Case ID: bta_10/html/0073-01.html
Source: Caselaw Access Project
Author: {"author": "Van Fossan:", "license": "Public Domain", "url": "https://static.case.law/"}
Date Created: 2024-08-24T03:29:51.129683

Bank of Commerce, Petitioner, v. Commissioner of Internal Revenue, Respondent.
    Docket No. 4800.
    Promulgated January 21, 1928.
    
      
      Henry J. Richardson, Esq., for the petitioner.
    
      L. O. Mitchell, Esq., for the respondent.
   OPINION.

Van Fossan:

In this proceeding we have to determine only the profit derived by the petitioner upon the sale of the Kimmel property in 1920. The respondent has treated the entire proceeds, $12,903.28, as taxable income upon the ground that the petitioner charged off the cost of the property in prior years.
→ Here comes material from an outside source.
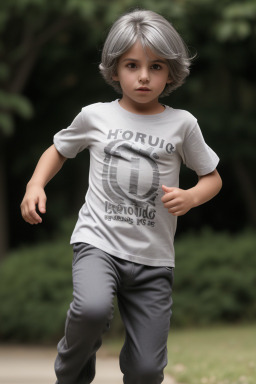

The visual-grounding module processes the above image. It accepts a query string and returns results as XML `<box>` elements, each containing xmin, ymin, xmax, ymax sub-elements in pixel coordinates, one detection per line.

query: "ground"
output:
<box><xmin>0</xmin><ymin>346</ymin><xmax>175</xmax><ymax>384</ymax></box>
The position of the respondent is that the petitioner treated all dealings in real estate as one transaction and credited rents and profits received from individual items of property against the total cost of all property; that the unextin-guished cost of all property when the account was closed in 1918 was charged off to operating costs; and that the entire proceeds of sale of the Kimmel property is profit and taxable income.
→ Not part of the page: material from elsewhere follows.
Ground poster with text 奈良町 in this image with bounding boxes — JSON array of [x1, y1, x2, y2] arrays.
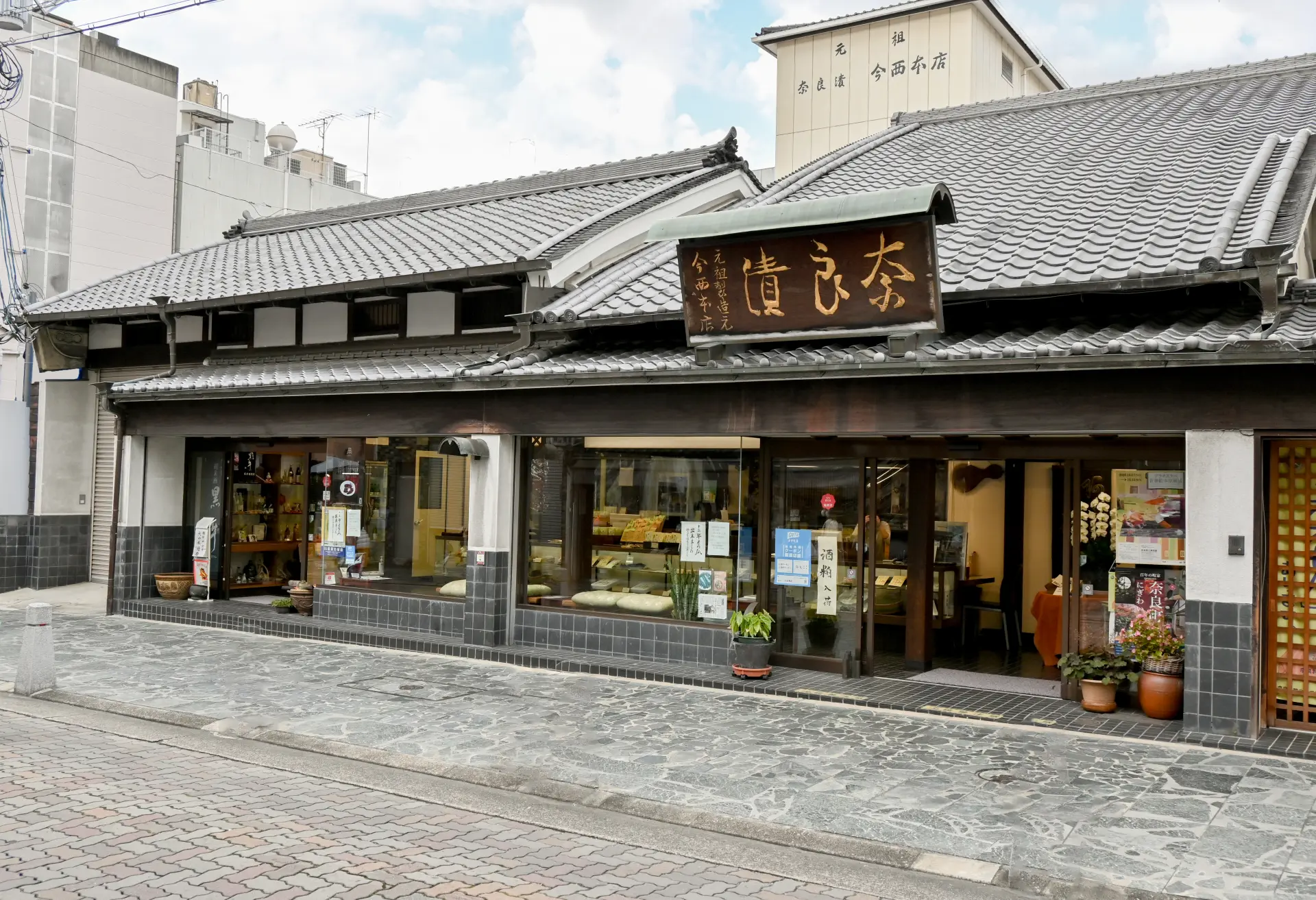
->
[[1110, 468, 1187, 565]]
The petitioner kept all real estate transactions in one account, charging thereto the costs of property acquired and crediting thereto rents received and profits realized upon sales. The balance of $2,986.48 in the account in 1918 was charged to operating costs, and the account was closed. Kents and profits received from real estate transactions were reported by the petitioner in its income-tax returns, and presumably such income was subjected to taxation in the proper years. The Kimmel property cost the petitioner $8,669.07 and neither the property itself nor the loan, in lieu of which it was accepted, was at any time charged off as a bad debt. Nor was a deduction therefor at any time claimed or allowed for tax purposes.

The effect of respondent’s action is to tax as income for 1920 rents and profits received in prior years. This he can not do. Income is taxable in the year in which received or accrued, as the case may be, and is not subject to tax in another year. (See Appeal of Chatham & Phenix National Bank, 1 B. T. A. 460, and Gooper-Brannan Naval Stores Co. v. Commissioner, 9 B. T. A. 105.) Nor has either petitioner or respondent the right or authority to designate arbitrarily the year in which income shall be reported or taxed. (See Appeal of Gilliam Manufacturing Co., 1 B. T. A. 967; Appeal of Even Realty Co., 1 B. T. A. 355; Joyce-Koebel Co. v. Commissioner, 6 B. T. A. 403.)

Counsel for respondent admitted that if the actual facts as to this property were shown petitioner would prevail, but urged that the petitioner is estopped from setting up the true cost of the Kimmel property as a basis for determining the gain upon the sale. Respondent, however, offered no evidence of any facts sufficient to work an estoppel against the petitioner. If estoppel existed it was incumbent upon the respondent to establish it, and that he failed to do. Estoppel is not established by intimations. Appeal of E. O. Fippin, 2 B. T. A. 350.

Section 202(a) (2) of the Revenue Act of 1918 provides that in the case of property acquired on or after March 1, 1913, the cost thereof shall be the basis for ascertaining the gain or loss from the sale or other disposition of the property. The cost of the Kimmel property was $8,669.07 and the total receipts from the sale thereof in 1920, including accrued rents of $903.28, were $12,903.28. The gain derived by the petitioner from the sale is, therefore, $4,234.21.

The deficiency, if any, shall be recomputed in accordance with this opinion.

Judgment will be entered on 15 days’ notice, u/nder Rule 50.